Certain teams face difficult decisions over the coming weeks: whether or not to sign prospective restricted free agents to long-term extensions before the league-imposed deadline at the start of the 2017-18 regular season. If these franchises choose to pass, they will be forced to haggle with players’ agents next offseason; feelings could get hurt, offers sheets could be signed and overall, the circumstances get a bit stickier. We explore these situations in depth.
Today: Zach LaVine
Why would Chicago extend LaVine?
Zach LaVine is known for his high-flying dunks, but he’s become more of a complete player over time.
Last season, he averaged 18.9 points, 3.4 rebounds and 3.0 assists per game. He also made 38.7 percent of his threes and 83.6 percent of his free throws.
After playing too much point guard over his first two seasons, LaVine played 2-guard almost exclusively in 2016-17.

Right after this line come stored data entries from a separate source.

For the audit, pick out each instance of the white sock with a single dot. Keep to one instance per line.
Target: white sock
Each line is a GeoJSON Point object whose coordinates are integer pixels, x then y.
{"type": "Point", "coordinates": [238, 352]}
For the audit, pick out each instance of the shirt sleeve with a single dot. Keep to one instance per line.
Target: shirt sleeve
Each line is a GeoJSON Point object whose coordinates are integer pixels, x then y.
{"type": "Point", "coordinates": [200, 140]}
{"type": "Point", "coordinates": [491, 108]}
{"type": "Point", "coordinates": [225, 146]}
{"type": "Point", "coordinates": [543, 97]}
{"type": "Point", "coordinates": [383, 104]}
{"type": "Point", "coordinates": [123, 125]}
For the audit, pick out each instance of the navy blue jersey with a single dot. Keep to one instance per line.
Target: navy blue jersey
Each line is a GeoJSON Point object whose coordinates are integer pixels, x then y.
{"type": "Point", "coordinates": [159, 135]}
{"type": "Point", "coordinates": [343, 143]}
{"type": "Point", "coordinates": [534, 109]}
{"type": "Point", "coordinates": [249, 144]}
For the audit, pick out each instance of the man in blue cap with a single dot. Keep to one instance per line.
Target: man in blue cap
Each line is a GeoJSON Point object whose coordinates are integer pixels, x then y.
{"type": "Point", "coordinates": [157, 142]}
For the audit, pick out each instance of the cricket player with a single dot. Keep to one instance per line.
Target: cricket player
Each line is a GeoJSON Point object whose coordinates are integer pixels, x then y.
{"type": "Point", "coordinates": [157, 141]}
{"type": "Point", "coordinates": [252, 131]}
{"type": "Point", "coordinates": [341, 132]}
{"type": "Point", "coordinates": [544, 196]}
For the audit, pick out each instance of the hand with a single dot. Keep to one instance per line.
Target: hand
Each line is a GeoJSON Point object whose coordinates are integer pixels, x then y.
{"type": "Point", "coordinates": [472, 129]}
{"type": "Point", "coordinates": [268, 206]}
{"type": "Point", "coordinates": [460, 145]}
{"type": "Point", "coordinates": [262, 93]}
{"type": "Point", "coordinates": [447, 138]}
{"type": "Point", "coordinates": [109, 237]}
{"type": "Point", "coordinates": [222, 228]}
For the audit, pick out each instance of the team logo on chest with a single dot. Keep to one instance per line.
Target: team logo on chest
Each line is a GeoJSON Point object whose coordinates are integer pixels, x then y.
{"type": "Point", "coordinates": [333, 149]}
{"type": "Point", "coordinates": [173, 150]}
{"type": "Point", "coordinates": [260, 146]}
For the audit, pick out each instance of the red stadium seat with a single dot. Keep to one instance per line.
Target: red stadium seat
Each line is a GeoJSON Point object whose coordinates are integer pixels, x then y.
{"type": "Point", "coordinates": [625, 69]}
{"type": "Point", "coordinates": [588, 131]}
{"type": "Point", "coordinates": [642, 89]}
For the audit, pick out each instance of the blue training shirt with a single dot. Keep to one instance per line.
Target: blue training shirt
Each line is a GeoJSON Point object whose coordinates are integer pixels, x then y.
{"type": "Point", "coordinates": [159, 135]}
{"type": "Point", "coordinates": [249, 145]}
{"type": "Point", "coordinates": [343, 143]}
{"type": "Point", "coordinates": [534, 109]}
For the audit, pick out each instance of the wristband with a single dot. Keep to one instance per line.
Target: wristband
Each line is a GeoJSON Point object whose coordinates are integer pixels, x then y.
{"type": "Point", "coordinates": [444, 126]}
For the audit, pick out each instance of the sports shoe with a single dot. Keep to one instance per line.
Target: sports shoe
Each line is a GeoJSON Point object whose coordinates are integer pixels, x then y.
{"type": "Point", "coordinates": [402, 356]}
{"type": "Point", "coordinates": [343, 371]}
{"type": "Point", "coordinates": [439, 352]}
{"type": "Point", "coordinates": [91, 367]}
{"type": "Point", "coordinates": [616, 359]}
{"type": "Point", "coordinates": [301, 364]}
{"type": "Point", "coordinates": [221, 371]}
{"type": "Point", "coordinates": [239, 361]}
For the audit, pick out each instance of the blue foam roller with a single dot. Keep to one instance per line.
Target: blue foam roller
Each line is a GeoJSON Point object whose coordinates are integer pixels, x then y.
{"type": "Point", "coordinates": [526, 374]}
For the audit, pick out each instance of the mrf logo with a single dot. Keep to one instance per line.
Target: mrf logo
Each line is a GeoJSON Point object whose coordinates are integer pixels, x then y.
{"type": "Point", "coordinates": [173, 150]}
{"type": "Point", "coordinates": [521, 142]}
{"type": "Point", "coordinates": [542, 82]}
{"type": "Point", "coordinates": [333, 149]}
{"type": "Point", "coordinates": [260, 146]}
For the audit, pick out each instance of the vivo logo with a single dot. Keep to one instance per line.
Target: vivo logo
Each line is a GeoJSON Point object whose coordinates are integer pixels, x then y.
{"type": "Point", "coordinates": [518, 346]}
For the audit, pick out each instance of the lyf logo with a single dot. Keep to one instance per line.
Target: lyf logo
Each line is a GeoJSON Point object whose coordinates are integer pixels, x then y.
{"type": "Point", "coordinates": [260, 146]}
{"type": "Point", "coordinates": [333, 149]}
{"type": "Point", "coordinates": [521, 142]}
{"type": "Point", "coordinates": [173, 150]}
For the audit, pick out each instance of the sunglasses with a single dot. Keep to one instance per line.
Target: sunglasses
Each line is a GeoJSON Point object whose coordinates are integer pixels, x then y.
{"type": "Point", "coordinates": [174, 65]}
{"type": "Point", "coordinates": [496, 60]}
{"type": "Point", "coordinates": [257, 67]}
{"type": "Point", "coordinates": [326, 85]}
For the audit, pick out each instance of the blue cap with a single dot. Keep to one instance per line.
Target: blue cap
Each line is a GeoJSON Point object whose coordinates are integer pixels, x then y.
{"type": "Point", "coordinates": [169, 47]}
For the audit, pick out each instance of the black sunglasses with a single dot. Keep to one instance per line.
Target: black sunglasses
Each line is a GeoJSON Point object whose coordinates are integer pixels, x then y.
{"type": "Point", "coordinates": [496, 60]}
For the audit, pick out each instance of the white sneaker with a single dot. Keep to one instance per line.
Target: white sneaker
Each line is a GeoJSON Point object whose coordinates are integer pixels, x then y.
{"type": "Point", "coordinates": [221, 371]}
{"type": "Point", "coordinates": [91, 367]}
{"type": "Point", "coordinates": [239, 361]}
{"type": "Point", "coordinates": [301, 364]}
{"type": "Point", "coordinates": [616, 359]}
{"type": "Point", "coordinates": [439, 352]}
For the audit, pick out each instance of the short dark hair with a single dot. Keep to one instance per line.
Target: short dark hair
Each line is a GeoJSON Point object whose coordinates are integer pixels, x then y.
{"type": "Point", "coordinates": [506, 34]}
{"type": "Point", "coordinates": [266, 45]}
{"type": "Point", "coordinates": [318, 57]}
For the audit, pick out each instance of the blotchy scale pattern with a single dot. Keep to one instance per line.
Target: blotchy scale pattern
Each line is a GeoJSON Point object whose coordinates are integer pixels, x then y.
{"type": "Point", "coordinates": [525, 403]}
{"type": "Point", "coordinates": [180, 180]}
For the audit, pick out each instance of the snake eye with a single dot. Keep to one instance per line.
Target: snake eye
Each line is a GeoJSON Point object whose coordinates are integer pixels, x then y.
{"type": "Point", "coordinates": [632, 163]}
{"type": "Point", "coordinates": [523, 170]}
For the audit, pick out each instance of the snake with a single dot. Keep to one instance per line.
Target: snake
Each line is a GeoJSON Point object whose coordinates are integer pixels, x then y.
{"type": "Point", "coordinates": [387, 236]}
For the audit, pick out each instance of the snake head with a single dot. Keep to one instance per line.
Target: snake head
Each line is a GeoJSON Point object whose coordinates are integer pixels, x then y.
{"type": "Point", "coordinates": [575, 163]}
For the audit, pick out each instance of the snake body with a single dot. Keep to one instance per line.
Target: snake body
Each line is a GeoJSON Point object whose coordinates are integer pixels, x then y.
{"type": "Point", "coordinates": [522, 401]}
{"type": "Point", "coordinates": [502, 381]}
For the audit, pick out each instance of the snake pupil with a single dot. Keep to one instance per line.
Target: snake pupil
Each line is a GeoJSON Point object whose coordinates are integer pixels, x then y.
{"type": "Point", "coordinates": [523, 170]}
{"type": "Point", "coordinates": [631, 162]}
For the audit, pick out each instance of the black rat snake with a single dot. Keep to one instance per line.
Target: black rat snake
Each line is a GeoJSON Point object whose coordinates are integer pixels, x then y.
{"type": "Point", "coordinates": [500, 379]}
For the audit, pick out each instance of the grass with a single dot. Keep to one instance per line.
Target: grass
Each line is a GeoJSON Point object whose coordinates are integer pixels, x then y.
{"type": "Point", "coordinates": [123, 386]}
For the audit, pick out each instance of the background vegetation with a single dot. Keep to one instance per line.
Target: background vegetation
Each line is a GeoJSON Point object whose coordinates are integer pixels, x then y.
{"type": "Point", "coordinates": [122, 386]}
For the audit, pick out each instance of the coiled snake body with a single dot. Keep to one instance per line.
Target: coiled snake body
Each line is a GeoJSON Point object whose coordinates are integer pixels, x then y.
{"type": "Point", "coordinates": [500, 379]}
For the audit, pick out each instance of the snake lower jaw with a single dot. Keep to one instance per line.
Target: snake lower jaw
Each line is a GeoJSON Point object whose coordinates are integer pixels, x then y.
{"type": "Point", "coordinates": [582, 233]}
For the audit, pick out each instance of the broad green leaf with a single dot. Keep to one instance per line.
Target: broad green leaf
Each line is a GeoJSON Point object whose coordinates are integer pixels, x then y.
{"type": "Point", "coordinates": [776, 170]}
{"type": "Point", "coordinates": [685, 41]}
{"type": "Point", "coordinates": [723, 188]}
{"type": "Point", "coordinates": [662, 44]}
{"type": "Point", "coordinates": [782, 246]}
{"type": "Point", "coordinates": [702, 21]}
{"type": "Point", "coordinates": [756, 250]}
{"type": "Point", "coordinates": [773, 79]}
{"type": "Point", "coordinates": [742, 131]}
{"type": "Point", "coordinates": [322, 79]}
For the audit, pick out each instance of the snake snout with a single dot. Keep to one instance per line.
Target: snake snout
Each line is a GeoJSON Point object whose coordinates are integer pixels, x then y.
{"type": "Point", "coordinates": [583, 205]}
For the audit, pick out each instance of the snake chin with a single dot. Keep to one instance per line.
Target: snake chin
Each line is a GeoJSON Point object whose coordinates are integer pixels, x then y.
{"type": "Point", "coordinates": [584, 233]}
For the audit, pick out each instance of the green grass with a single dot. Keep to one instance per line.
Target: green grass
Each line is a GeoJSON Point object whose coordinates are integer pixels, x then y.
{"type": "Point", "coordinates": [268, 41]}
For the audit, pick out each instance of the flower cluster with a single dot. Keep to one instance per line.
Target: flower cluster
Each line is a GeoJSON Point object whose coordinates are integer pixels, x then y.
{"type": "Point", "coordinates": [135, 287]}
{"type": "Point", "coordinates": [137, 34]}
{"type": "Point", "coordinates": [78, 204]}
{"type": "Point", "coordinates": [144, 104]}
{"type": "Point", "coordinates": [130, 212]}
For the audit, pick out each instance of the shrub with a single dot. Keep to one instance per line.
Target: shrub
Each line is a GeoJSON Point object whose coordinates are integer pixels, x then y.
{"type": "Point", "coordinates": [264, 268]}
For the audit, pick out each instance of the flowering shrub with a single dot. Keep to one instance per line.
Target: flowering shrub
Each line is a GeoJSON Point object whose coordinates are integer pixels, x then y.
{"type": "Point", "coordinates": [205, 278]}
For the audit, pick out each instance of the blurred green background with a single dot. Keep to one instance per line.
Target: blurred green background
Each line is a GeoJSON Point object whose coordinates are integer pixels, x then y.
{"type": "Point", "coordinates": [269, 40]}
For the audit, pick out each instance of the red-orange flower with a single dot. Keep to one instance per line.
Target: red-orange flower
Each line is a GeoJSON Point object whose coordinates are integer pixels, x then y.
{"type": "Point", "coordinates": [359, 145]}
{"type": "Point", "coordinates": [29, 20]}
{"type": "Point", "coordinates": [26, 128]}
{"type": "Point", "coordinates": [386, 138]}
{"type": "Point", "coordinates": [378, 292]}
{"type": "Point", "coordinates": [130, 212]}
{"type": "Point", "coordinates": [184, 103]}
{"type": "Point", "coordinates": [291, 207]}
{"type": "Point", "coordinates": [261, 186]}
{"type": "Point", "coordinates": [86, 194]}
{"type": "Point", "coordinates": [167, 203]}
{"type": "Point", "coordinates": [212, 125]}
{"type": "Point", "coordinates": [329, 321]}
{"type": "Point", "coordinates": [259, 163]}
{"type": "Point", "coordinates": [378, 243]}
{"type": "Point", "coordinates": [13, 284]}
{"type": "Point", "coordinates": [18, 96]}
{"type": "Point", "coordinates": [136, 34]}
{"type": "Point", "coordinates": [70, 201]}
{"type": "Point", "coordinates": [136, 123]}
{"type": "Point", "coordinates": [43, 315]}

That allowed him to shine off the ball and excel in spot-up situations, as well as running the fast break.
His blend of size at 6-foot-5 and ridiculous hops makes him a specimen at the position.
Why would Chicago pass on extending LaVine?
LaVine unfortunately tore his ACL last February. He’s not expected to be ready for the start of the season.
For a player so dependent on athleticism, how badly will this injury hamper his future productivity?
Apart from the injury, Lavine struggles as a defender and with his overall feel for the game.
The Wolves were 4.3 points per 100 possessions worse when he was on the floor last season.
Could that improve with a change of scenery in Chicago?
What deal makes sense for both parties?
LaVine finally started to reach his full potential last year. And with advances in modern medicine, he should fully recover from the torn ACL soon enough.
Based on those factors, we recommend a four-year, $68 million extension.